The thought of budgeting can be stressful. Especially when what you earn is not lasting until the next payday, the idea of tracking your money can be overwhelming.
However, there are ways to make your money last no matter how much (or how little) you make. The most important part of budgeting is understanding your basic income and expenses. Having a clear picture of what is coming in and what is going out is enough information to make some changes to how you divide your earnings among your wants and needs.
If you’re struggling to make ends meet and want to know the best ways to stretch your paycheck, keep reading for some helpful tips.
Tip #1: Get Serious about Budgeting
A quick way to get a handle on your money is budgeting. While it may seem daunting at first, creating a budget mainly consists of comparing your income to your expenses. Many people mindlessly spend and wonder why they seem to never have extra cash to save or do other things. Analyzing your income-to-expense ratio will allow you to break down all of the other things you pay discover more ways to save.
Start by looking at your bank statements or an overview of your transactions. These are available on your bank’s internet banking site or mobile app. Examining bank and credit card statements will help you see what you have been spending and where you may be losing money on recurring subscriptions and other purchases that are deemed non-essential.
Many commercial banks provide transaction alerts to let you know when your bank balance dip below a certain balance. Some break things down by category, letting you know exactly how much you spend on coffee each month, for example.
Tip #2: Negotiate Your Bills
Another way to decrease your monthly bills is to negotiate. Depending how long you’ve been a customer, many companies are willing to compromise to keep your business. By placing a call to your cable company, for instance, you can more than likely get a discounted rate for being a loyal customer.
Sometimes, you can negotiate a better rate without having to contact the company. For example, if you subscribed to free trial for a streaming service and canceled once the trial period ended, after some time has passed you may receive an email offer with a lower rate as an incentive to subscribe again.
After identifying which services and bills you need, you’ll have a list of essentials. Then, you can start negotiating to see how much more you can save each month. A phone bill is one of the easiest things to cut. Since many phone companies offer great deals at lower rates, that’s usually the easiest bills to get reduced.

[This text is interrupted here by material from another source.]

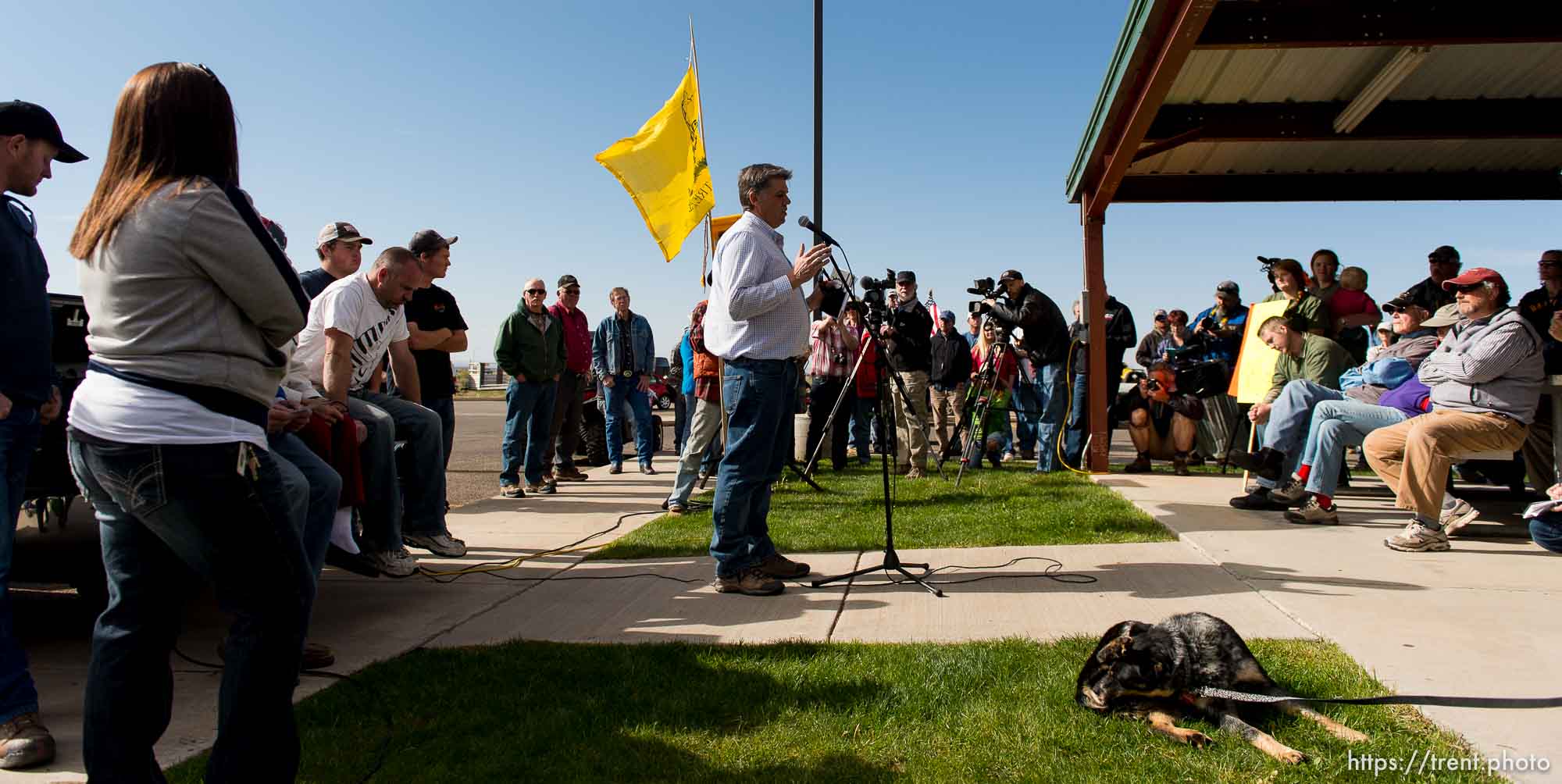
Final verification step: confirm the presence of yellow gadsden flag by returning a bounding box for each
[597,66,715,261]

Tip #3: Replace Expensive Habits with Low or No-Cost Alternatives
Contrary to advice from some financial professionals, you don’t have to give up everything you love to save money. There are always less expensive or free alternatives to your favorite activities. The overarching point is to not deprive yourself. That can be a major cause of financial difficulties and foster an unhealthy relationship with money.
When you create a budget that is tailored to your specific situation, you’ll be able to prioritize some of the things you like. For example, instead of attending four concerts a year, you can start small and cut it down to two. If you enjoy outdoor activities, take time to research free or low-cost outdoor events planned in your city.
Another common source of financial drain is dining out too often. Instead of going out to eat all the time, allow yourself one or two dine out meals per month. You may also choose not to drink alcoholic beverages, or to order an appetizer instead of an entrée, or to go to happy hour when things are less expensive. This allows you to still enjoy the experience without breaking the bank.
Tip #4: Resist the Urge to Splurge
Splurging can be very tempting when you don’t have a good budgeting system. However, there are ways to reduce your spending when you go shopping either online or in person. It is easy to go over budget in your favorite store if you aren’t careful.
If you give yourself a limit before you shop, it creates a level of accountability. This means you are likely to put more thought into what you purchase. Shopping in person with cash is an easy way to accomplish this, because you are limited by how much you brought with you.
When you spend less, you’ll have more money for things like savings accounts and emergency funds. When people are living paycheck to paycheck, it sometimes seems impossible to put money into savings. Fortunately, with the right habits, you’ll be able to grow a savings account even if you don’t have a high income at your disposal. You can get closer to where you want to be financially by making small changes.
Tip #5: Start Where You Are
No matter what your financial situation is, it’s possible to change how you manage your money. When you foster good habits early on, it is easier to get through hard times. Additionally, you can pass on your tips to your friends and family by setting a positive example.